Detlevs Imitationen »Grünspan«

Roman von Hubert Fichte

Detlevs Imitationen »Grünspan« (Schreibweise der Erstausgabe: Detlevs Imitationen ‚Grünspan‘) ist ein 1971 erschienener Roman von Hubert Fichte. Nach Das Waisenhaus und Die Palette war es Fichtes dritte Romanveröffentlichung. Protagonisten des Romans sind „Detlev“ (wie schon in Das Waisenhaus Fichtes Alter Ego für die Zeit der Kindheit) und „Jäcki“ (wie schon in Die Palette Fichtes Alter Ego als Erwachsener).

Detlevs Imitationen »Grünspan« ist gegliedert in 144 Kapitel, deren Länge sehr variiert – einige bestehen nur aus wenigen Sätzen, die längsten füllen bis zu ca. zwanzig Buchseiten. Die Mehrzahl der Kapitel ist aus der personalen Perspektive „Detlevs“ erzählt, andere aus der Perspektive „Jäckis“, in einigen Kapiteln wendet sich der Autor mit eigenen Reflexionen sozusagen selbst an den Leser, die Leserin.

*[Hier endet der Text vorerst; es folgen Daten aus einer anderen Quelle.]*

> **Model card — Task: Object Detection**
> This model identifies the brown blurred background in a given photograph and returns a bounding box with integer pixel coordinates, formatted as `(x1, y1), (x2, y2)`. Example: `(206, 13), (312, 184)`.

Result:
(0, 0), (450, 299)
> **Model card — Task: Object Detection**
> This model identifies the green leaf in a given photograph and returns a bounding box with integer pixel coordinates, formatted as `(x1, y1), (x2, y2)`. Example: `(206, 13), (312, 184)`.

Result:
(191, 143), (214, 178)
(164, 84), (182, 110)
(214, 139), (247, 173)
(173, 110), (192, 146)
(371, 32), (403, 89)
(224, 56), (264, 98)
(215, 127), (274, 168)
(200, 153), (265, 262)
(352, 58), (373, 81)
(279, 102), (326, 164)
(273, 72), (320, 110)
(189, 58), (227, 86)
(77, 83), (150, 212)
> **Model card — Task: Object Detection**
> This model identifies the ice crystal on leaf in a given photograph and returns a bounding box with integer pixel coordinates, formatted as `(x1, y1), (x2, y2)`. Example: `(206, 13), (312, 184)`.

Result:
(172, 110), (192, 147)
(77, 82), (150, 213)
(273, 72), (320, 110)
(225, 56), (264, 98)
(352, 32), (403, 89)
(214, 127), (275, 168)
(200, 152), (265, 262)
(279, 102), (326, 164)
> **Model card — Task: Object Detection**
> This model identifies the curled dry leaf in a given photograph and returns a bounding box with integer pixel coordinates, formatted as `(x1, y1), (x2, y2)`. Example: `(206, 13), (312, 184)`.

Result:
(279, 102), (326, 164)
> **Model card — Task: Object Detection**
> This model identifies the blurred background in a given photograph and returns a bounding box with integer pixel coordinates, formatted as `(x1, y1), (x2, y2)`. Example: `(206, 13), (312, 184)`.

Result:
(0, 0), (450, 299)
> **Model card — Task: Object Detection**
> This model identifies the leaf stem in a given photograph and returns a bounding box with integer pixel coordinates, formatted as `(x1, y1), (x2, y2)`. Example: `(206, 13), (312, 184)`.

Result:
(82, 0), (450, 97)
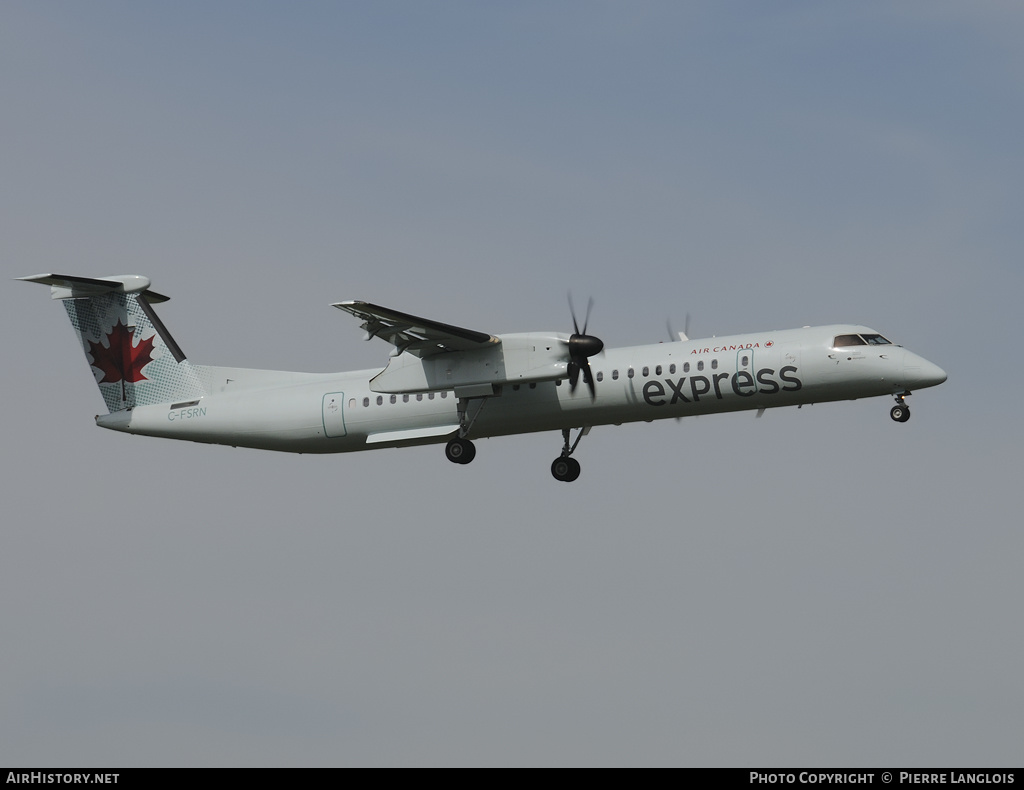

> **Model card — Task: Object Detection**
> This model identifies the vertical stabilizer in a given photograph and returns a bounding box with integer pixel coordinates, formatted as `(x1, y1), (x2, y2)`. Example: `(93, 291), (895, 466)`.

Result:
(23, 275), (204, 412)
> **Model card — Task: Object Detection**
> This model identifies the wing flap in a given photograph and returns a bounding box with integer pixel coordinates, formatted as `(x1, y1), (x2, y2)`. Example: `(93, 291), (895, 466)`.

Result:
(332, 301), (501, 357)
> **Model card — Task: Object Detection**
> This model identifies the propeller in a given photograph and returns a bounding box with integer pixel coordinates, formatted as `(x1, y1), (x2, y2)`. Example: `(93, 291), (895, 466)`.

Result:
(568, 293), (604, 400)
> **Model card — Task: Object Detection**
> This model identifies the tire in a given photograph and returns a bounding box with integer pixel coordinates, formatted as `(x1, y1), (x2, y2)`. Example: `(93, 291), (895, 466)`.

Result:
(444, 439), (476, 464)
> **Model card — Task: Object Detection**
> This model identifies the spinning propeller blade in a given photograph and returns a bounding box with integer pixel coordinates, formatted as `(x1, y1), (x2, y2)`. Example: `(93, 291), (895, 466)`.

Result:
(568, 293), (604, 400)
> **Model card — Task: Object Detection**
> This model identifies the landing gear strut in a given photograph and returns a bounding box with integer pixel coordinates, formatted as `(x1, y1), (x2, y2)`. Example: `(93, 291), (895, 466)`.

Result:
(889, 392), (910, 422)
(551, 425), (590, 483)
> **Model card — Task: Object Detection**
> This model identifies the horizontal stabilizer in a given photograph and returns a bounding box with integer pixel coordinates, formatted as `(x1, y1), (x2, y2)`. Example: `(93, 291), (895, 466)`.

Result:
(15, 275), (170, 304)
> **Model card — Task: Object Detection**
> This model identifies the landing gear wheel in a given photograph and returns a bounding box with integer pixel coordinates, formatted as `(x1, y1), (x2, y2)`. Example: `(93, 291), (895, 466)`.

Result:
(444, 439), (476, 463)
(551, 455), (580, 483)
(889, 404), (910, 422)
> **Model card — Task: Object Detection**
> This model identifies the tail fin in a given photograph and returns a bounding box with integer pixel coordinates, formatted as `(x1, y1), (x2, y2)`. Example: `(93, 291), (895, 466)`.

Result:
(18, 275), (205, 412)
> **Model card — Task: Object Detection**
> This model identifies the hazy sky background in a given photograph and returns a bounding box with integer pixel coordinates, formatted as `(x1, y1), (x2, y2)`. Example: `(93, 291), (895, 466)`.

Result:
(0, 0), (1024, 766)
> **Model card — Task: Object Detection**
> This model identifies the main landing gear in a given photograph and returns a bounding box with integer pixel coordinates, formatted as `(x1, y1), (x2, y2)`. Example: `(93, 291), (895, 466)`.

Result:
(551, 425), (590, 483)
(889, 392), (910, 422)
(444, 439), (476, 463)
(444, 425), (590, 483)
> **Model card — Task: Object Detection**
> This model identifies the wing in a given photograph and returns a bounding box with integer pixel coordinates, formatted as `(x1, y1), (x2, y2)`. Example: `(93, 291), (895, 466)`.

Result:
(332, 301), (501, 357)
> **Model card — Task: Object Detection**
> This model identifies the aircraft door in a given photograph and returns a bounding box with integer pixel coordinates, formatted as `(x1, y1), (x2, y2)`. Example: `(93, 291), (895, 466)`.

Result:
(323, 392), (347, 439)
(736, 348), (754, 380)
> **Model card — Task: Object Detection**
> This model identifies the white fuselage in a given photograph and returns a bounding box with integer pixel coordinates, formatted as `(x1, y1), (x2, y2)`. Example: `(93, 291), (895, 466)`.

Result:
(96, 325), (945, 453)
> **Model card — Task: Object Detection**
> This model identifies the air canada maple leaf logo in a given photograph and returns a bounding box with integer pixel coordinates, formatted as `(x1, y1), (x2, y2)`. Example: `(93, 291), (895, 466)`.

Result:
(89, 319), (156, 399)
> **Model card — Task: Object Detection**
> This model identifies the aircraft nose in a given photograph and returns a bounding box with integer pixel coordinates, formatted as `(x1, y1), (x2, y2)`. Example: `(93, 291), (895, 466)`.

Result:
(903, 352), (946, 389)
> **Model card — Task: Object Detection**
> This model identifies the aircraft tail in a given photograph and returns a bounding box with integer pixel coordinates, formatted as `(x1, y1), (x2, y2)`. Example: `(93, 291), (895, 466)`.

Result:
(18, 275), (205, 413)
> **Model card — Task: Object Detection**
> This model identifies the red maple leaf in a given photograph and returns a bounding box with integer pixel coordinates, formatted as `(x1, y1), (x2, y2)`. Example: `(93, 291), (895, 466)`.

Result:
(89, 319), (156, 397)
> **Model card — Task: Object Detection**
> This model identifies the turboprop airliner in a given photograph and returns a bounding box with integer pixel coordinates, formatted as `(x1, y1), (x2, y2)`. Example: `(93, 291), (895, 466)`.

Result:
(19, 274), (946, 483)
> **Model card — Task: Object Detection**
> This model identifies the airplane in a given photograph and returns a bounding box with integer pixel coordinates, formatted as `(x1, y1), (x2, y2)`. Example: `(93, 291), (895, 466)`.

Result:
(17, 274), (946, 483)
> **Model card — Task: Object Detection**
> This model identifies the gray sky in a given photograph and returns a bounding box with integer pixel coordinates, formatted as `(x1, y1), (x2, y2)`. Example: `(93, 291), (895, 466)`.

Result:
(0, 0), (1024, 766)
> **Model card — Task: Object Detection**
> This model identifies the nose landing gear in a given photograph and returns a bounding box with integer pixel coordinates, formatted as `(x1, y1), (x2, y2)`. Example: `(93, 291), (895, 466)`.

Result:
(889, 392), (910, 422)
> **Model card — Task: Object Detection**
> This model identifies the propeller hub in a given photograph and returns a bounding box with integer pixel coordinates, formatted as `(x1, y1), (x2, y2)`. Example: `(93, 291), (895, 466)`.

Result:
(569, 334), (604, 359)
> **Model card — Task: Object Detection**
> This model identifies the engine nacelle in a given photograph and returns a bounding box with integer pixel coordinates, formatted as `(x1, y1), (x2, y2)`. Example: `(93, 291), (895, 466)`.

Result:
(370, 332), (568, 392)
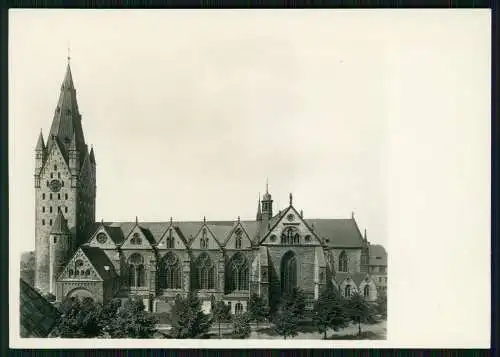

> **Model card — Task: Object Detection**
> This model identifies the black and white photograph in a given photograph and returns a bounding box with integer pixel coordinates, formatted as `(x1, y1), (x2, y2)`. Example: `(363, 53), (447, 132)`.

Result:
(9, 9), (487, 347)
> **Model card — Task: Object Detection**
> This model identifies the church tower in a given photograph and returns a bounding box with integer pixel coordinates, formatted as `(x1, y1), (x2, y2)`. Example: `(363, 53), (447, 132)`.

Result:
(35, 57), (96, 293)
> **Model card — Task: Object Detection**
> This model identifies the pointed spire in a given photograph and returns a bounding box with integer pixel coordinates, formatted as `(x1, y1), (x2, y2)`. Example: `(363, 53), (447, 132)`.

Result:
(68, 133), (76, 151)
(90, 145), (95, 164)
(35, 129), (45, 151)
(50, 209), (69, 234)
(256, 192), (262, 221)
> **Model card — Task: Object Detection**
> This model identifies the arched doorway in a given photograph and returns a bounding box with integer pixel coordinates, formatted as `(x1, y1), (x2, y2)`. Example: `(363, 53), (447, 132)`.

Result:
(281, 251), (297, 294)
(66, 288), (95, 300)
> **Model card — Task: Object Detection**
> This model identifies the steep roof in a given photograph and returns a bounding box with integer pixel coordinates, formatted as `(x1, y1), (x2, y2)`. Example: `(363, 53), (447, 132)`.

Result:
(86, 213), (363, 248)
(305, 218), (363, 248)
(80, 245), (117, 280)
(19, 279), (61, 337)
(368, 244), (387, 265)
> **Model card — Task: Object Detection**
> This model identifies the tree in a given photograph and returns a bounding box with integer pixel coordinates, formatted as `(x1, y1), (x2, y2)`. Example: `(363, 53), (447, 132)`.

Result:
(106, 298), (158, 338)
(52, 298), (102, 338)
(274, 288), (306, 340)
(233, 313), (252, 338)
(212, 300), (231, 338)
(346, 293), (373, 335)
(172, 291), (212, 338)
(248, 294), (269, 328)
(313, 287), (349, 340)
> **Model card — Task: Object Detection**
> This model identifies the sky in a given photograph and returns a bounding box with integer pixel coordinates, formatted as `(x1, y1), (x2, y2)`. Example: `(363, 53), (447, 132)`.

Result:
(9, 9), (491, 348)
(9, 11), (387, 250)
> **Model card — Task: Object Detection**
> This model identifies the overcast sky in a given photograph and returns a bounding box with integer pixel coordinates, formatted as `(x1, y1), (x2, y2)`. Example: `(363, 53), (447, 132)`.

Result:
(9, 9), (491, 348)
(10, 11), (387, 252)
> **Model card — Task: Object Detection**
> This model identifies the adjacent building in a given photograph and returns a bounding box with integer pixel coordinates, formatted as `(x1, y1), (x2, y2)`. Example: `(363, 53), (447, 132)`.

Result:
(35, 62), (388, 313)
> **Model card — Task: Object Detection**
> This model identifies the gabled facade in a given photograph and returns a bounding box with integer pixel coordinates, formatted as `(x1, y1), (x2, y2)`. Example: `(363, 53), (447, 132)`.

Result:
(35, 60), (386, 314)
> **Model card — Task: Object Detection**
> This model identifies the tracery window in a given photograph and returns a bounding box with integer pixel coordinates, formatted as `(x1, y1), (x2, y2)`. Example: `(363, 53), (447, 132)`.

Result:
(339, 251), (347, 272)
(159, 252), (181, 289)
(344, 284), (351, 298)
(281, 251), (297, 294)
(130, 232), (142, 245)
(128, 253), (146, 287)
(363, 285), (370, 299)
(228, 253), (249, 291)
(167, 230), (175, 248)
(281, 227), (300, 244)
(234, 302), (243, 315)
(234, 229), (243, 249)
(200, 228), (208, 249)
(195, 253), (215, 289)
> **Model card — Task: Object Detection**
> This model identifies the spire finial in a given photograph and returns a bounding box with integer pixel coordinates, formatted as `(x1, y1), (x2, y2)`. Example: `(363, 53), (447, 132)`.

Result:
(67, 41), (71, 66)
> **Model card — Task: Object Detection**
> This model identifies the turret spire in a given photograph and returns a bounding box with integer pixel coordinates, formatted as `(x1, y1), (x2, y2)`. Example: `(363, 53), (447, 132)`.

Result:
(47, 57), (85, 161)
(35, 129), (45, 151)
(256, 192), (262, 221)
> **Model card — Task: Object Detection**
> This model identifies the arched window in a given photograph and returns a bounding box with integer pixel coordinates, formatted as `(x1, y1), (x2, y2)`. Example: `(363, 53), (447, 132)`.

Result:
(200, 228), (208, 249)
(195, 253), (215, 289)
(128, 253), (146, 287)
(228, 253), (249, 291)
(363, 285), (370, 299)
(339, 251), (347, 272)
(281, 227), (300, 244)
(234, 302), (243, 315)
(234, 229), (243, 249)
(281, 251), (297, 294)
(167, 230), (175, 248)
(159, 252), (181, 289)
(344, 284), (351, 298)
(130, 232), (142, 245)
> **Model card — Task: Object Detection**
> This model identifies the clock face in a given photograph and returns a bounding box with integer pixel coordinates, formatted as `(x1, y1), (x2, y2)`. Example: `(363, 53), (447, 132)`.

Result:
(97, 232), (108, 243)
(50, 180), (62, 192)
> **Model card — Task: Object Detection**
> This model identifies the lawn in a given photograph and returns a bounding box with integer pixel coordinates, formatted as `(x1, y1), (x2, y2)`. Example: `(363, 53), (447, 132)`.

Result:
(158, 321), (387, 340)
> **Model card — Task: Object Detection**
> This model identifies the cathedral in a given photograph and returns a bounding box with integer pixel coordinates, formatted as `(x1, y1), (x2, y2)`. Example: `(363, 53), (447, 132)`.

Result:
(34, 61), (385, 314)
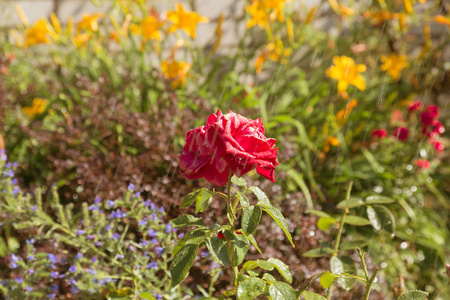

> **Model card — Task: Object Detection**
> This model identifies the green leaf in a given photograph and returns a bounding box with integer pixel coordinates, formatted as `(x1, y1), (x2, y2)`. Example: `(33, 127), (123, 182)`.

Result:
(338, 215), (370, 226)
(206, 236), (230, 267)
(337, 197), (364, 208)
(237, 277), (266, 300)
(195, 189), (213, 213)
(249, 186), (272, 207)
(236, 191), (250, 207)
(269, 282), (295, 300)
(170, 215), (203, 228)
(302, 291), (326, 300)
(317, 217), (336, 231)
(397, 290), (428, 300)
(366, 195), (395, 205)
(267, 257), (292, 283)
(367, 205), (395, 233)
(298, 271), (325, 294)
(308, 209), (331, 218)
(241, 205), (262, 235)
(170, 244), (198, 287)
(172, 227), (209, 256)
(180, 188), (213, 208)
(258, 203), (295, 248)
(262, 273), (277, 284)
(256, 259), (275, 271)
(303, 242), (334, 257)
(233, 233), (250, 266)
(330, 256), (356, 291)
(139, 292), (155, 300)
(320, 271), (339, 289)
(339, 239), (370, 250)
(231, 175), (247, 187)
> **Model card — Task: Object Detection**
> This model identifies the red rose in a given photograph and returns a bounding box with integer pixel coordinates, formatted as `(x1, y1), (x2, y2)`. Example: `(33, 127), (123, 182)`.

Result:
(394, 127), (409, 141)
(372, 128), (387, 139)
(208, 110), (278, 182)
(178, 124), (230, 186)
(415, 159), (430, 169)
(408, 101), (422, 113)
(420, 105), (439, 126)
(179, 110), (278, 186)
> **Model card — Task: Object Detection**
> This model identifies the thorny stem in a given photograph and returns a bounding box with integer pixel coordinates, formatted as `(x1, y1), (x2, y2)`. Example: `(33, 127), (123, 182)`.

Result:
(363, 268), (380, 300)
(356, 248), (379, 300)
(333, 180), (353, 255)
(227, 170), (238, 286)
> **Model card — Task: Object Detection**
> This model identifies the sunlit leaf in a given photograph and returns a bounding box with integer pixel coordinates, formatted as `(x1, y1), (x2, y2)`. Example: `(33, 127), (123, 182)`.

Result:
(237, 277), (266, 300)
(330, 256), (356, 291)
(170, 244), (198, 287)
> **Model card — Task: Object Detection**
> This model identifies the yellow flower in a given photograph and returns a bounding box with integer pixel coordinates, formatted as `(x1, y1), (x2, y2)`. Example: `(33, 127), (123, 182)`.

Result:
(161, 59), (192, 89)
(323, 136), (340, 153)
(434, 15), (450, 28)
(336, 99), (358, 126)
(245, 0), (286, 29)
(141, 16), (164, 41)
(381, 53), (408, 81)
(24, 19), (51, 47)
(212, 13), (225, 52)
(77, 13), (104, 32)
(325, 56), (366, 94)
(254, 40), (291, 74)
(72, 33), (90, 48)
(167, 3), (209, 38)
(22, 98), (48, 120)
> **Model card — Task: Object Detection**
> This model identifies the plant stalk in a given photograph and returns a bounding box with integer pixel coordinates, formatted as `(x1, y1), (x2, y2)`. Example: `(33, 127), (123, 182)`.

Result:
(333, 180), (353, 255)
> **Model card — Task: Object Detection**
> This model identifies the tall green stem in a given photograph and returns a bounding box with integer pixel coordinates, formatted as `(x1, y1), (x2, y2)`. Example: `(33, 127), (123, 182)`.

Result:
(227, 170), (238, 286)
(333, 181), (353, 255)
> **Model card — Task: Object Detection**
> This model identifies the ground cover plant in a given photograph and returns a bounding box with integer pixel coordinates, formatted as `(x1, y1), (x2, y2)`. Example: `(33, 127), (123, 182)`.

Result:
(0, 0), (450, 300)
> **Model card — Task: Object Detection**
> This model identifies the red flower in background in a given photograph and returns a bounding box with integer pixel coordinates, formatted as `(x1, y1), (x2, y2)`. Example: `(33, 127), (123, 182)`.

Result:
(420, 105), (439, 126)
(371, 128), (387, 139)
(394, 127), (409, 141)
(179, 110), (278, 186)
(415, 159), (430, 169)
(408, 101), (422, 113)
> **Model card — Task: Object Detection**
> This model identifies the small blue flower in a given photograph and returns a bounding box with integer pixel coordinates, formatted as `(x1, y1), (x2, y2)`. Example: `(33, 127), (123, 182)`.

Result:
(75, 229), (86, 235)
(86, 269), (97, 275)
(165, 223), (173, 233)
(155, 247), (164, 255)
(47, 253), (58, 264)
(14, 277), (23, 283)
(11, 253), (20, 262)
(147, 261), (158, 270)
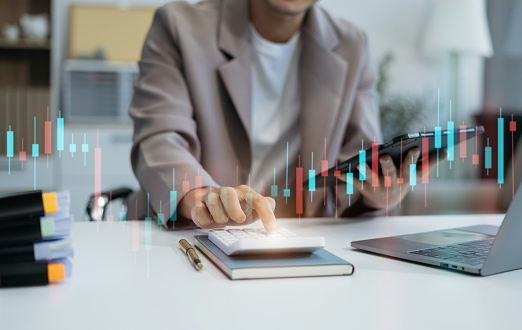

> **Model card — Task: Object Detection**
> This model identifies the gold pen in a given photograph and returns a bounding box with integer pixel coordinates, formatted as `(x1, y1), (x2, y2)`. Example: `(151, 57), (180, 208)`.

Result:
(179, 239), (203, 270)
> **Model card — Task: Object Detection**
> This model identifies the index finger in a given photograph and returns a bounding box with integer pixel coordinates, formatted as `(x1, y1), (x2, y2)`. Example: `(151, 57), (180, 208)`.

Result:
(251, 190), (277, 233)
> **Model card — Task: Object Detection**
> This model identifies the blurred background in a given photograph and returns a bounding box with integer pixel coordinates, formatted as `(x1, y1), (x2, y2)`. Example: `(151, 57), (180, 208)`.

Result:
(0, 0), (522, 220)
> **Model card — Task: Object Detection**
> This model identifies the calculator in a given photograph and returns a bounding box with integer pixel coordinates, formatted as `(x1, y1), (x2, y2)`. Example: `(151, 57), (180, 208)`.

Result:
(208, 228), (325, 255)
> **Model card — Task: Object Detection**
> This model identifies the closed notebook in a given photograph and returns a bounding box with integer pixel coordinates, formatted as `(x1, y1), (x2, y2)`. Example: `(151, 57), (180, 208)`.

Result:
(194, 235), (354, 280)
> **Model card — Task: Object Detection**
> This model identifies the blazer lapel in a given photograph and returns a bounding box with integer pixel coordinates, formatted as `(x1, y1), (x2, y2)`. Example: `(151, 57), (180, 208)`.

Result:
(300, 6), (348, 183)
(218, 0), (252, 138)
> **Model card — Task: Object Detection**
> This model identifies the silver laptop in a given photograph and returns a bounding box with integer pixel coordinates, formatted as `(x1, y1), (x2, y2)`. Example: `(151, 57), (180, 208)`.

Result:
(352, 184), (522, 276)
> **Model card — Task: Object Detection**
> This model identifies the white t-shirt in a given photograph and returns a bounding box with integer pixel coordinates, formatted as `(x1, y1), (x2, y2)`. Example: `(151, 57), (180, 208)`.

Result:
(250, 24), (301, 191)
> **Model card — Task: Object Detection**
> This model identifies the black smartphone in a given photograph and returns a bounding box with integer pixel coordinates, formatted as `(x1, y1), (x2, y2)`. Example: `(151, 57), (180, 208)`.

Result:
(306, 126), (485, 187)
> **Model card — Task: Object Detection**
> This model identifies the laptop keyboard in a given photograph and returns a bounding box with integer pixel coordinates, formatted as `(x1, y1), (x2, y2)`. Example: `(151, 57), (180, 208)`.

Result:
(408, 238), (494, 266)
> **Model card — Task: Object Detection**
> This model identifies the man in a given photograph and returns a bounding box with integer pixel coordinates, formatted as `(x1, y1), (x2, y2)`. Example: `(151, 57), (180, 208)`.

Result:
(129, 0), (419, 231)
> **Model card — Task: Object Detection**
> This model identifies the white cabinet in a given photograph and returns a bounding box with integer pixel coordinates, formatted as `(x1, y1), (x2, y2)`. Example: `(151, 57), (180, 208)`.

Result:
(60, 123), (139, 221)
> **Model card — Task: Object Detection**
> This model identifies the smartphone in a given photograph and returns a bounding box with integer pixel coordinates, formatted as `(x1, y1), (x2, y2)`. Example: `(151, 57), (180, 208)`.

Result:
(306, 126), (485, 187)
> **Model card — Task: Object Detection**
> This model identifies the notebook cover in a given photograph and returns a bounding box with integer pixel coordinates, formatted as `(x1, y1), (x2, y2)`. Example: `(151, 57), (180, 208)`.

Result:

Die Detlev-Kapitel erzählen in chronologischer Folge Erlebnisse des Jungen in der Zeit von 1943 bis 1949: von der Wiederankunft in Hamburg nach der Zeit im Waisenhaus, über den Alltag mit „Mutti“ und „Oma“ und „Opa“ im Haus der Großeltern, über die Nacht im Luftschutzkeller während der Bombenangriffe, über die Evakuierung, über die nochmalige Wiederankunft in Hamburg, über Theaterrollen als Kinderdarsteller, über prägende Lektüre- und Theatererlebnisse (Kleists Die Marquise von O., Sartres Die Fliegen als Gastspiel des Düsseldorfer Gründgens-Ensembles in den Hamburger Kammerspielen), über erste Entdeckungen der eigenen Homosexualität (die Faszination der „runden Ärsche“[1] der englischen Besatzungssoldaten und von „Kreons Nille“, das seltsame Gefallen an den Annäherungen eines älteren „Statistenführers“, der laufend nur von „Diddel“ spricht), über einiges mehr bis zur Phantasie vor dem Spiegel, endlich den „russischen Offizier in der Marquise von O. spielen“ zu können.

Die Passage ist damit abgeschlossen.